The Affiliate shall not disclose the terms of this Agreement to any third party other than to the Affiliate’s employees and agents who (a) have a need to have access to such information (b) agree in writing to comply with the confidentiality provisions of this Agreement.
This Agreement imposes no obligation of confidentiality on the Affiliate with regard to any portion of Promoter’s confidential information (a) that is part of the public domain at the time of disclosure; or (b) that becomes part of the public domain after the Promotion without any unauthorized act by or omission of the Affiliate; or (c) if Affiliate can demonstrate by written records that he/she had independently developed knowledge of such confidential information prior to the date of disclosure; or (d) if permission to use or disclose said confidential information is first obtained by Affiliate in writing from Promoter; or (e) if Affiliate is required by law, regulation, rule, act, or order of any court or other government authority or agency to disclose such confidential information.

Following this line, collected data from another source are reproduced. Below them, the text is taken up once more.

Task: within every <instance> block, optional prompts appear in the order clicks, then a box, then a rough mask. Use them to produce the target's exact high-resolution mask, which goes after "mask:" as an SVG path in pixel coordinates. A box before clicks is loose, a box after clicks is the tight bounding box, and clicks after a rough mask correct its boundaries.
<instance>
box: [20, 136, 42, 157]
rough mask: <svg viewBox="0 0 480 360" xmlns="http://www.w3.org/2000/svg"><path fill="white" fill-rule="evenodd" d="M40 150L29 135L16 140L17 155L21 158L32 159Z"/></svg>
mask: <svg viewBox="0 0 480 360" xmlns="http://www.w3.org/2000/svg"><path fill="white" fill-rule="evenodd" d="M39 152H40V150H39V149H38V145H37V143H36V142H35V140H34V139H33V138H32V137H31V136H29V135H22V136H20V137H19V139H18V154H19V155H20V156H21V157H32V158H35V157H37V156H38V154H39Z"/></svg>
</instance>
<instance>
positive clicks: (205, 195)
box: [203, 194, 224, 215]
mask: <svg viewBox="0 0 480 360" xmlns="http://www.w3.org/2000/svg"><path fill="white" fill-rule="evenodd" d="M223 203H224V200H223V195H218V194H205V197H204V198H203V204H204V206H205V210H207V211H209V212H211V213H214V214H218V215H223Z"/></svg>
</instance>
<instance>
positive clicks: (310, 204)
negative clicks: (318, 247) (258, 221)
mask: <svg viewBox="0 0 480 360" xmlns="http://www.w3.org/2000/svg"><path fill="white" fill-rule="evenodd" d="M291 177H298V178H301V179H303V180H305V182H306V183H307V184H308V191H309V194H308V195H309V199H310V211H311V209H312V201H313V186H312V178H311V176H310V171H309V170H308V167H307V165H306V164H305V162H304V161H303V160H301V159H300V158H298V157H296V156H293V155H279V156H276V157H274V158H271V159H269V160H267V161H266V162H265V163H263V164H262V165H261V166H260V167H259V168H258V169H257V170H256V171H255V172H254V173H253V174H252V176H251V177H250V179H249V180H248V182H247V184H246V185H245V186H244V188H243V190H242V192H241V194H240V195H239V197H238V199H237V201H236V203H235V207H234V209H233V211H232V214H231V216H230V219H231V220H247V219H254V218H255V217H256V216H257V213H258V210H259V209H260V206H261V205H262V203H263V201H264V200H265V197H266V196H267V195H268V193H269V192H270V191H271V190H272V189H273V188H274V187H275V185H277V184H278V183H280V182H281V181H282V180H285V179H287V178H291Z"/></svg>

In general, Affiliate may not disclose any financial, personal, or business information about the Promoter or its executives without permission from the Promoter. Such disclosure is grounds for legal action, equitable relief, and termination of this Agreement.
The relationship between the Parties may be terminated by either party on 30 days written notice prior to termination. Upon termination, it is understood that the Confidentiality and Indemnification clauses above will remain in effect for perpetuity.
If any provision or covenant, or part thereof, of this Agreement should be held by any court or other legitimate tribunal with appropriate jurisdiction to be invalid, illegal or unenforceable, either in whole or in part, such invalidity, illegality or unenforceability shall not affect the validity, legality or enforceability of the remaining provisions or covenants, or any part thereof, of this Agreement, all of which shall remain in full force and effect.